“Where is thy God? Why art thou cast down, O my soul? And why art thou disquieted within me? Hope thou in God” (Psalm 42:10-11).
Depression is one of the most common illnesses in modern society. In the general population of Canada and the United States, approximately one out of five people will suffer from depression in their lifetime. Yet, it is an illness that is under-diagnosed and greatly stigmatized in our society. For believers especially, it poses special problems and warrants special consideration.
From the outset, it must be recognized that all disease, mental or physical, is an aberration from God’s original design for mankind, entering our individual lives only after the Fall. Living with sinful natures in a fallen world, we are prone to a host of illnesses and frailties. Sickness and suffering were never meant to be a part of normal human experience.
Clinical depression is a medical illness not unlike other illnesses such as diabetes, asthma, or hypertension. It differs, however, in that it greatly affects a person’s ability to engage in the activities of life and in relationships. Furthermore, it is critical that depression be distinguished from sadness. Sadness is one facet in a spectrum of emotions occurring in the course of everyday living. Although a major or clinical depression may include sadness or melancholy, it encompasses a lot more. A prolonged (two week or more) period of loss of interest or pleasure in usual activities in conjunction with various other symptoms is necessary for a diagnosis of depression. These symptoms may include some, but not necessarily all, of the following: loss of appetite, weight and sleep changes, physical agitation or slowing down, loss of attention and concentration, difficulty making decisions, loss of self esteem, feelings of guilt and preoccupation with thoughts of death or suicide. Also, it is important to note that depression may not necessarily be related to a “triggering” stressful event but that its onset may occur in a slow, subtle manner.
Many believers with depression do not recognize that they are depressed and struggle on in despair for long periods of time, accepting their condition as a normal component of life and feeling helpless to change it. Although they may seem to function adequately at work or at home, they feel miserable and trapped in a life that can seem void of meaning. They may even attend all the assembly meetings and appear to live an outwardly “normal” life.
Depression has a tremendous impact on Christian testimony. For the depressed believer, the burden of maintaining a positive Christian testimony in spite of these symptoms can be overwhelming and only intensifies the depression, especially feelings of guilt, worthlessness, and hopelessness. The suffering believer realizes the “joy” that is meant to be a central feature of Christian living is unattainable in his depressed condition. This causes him to feel that he presents a flawed testimony to the world. Under such circumstances, it is not unusual for the believer to attribute his depressed feelings to spiritual deficiencies. This may actually intensify and prolong his depression and cause him to examine every aspect of his life for spiritual failure.

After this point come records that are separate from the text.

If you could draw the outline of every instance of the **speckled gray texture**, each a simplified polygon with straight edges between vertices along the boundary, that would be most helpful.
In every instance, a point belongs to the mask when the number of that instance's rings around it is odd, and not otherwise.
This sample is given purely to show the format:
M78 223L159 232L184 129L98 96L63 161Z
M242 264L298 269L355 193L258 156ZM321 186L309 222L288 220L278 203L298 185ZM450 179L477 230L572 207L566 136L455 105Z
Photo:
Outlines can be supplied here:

Today, a depressed believer who understands the true nature of depression may be relieved to know that he can reach out to God for help. In our reading, the Psalmist is in despair. In fact, in this Psalm and the one following, the refrain of despair appears three times. His thoughts are turned inward and he feels abandoned. But in the midst of it all there is that determination to continue to hope in God. The depressed believer can learn from this passage the necessity of reframing the focus from questioning God about his misery to understanding that God is still present and cares despite his depressed condition. It may not necessarily cause the depression to lift but it will shed a ray of light into the deep hopelessness and despair associated with it.
We, as fellow believers, can also be used by God to help. All too often, we aggravate the situation by trying to give a “pep talk” or other unsolicited advice to a depressed believer. This, however, can be very intimidating because it reinforces a common societal view that depression is a character flaw or weakness. It is important to understand that, despite seeming so withdrawn, a depressed believer is yearning to return to a sense of vitality but feels so helpless in his depressed condition. No depressed person wants to be in that state – his sense of helplessness is a symptom of the depression. A more helpful suggestion would be to try to understand and empathize with what the suffering believer is going through. This may take considerable time and patience due to his tendency to withdraw from those who are close to him. The depressed believer often is incorrectly convinced that nobody loves him or cares for him. In this case, just “being there” for this loved one and accepting him unconditionally can be so vitally important.
Depression can resolve spontaneously but its course can be greatly modified by diagnosis and treatment. Encouraging this person to seek treatment from a medical professional may be the most important step to recovery. Most people with major depression are treated effectively by family doctors as outpatients and usually do not need referral to psychiatrists. If appropriate, medications may be of benefit. Also, therapies are available which focus on changing the patterns of thinking associated with depression.
In summary, depression is a medical illness that has special implications for the believer. Believers are not “immune” to this disorder and may require medical treatment or counseling as much as any individual in the general population. While going through a depression, a believer may not feel that God is near but the Word of God in many places states the fact that He truly cares and does play a vital role in recovery. “Casting all your care upon Him; for He careth for you” (1 Pet 5:7).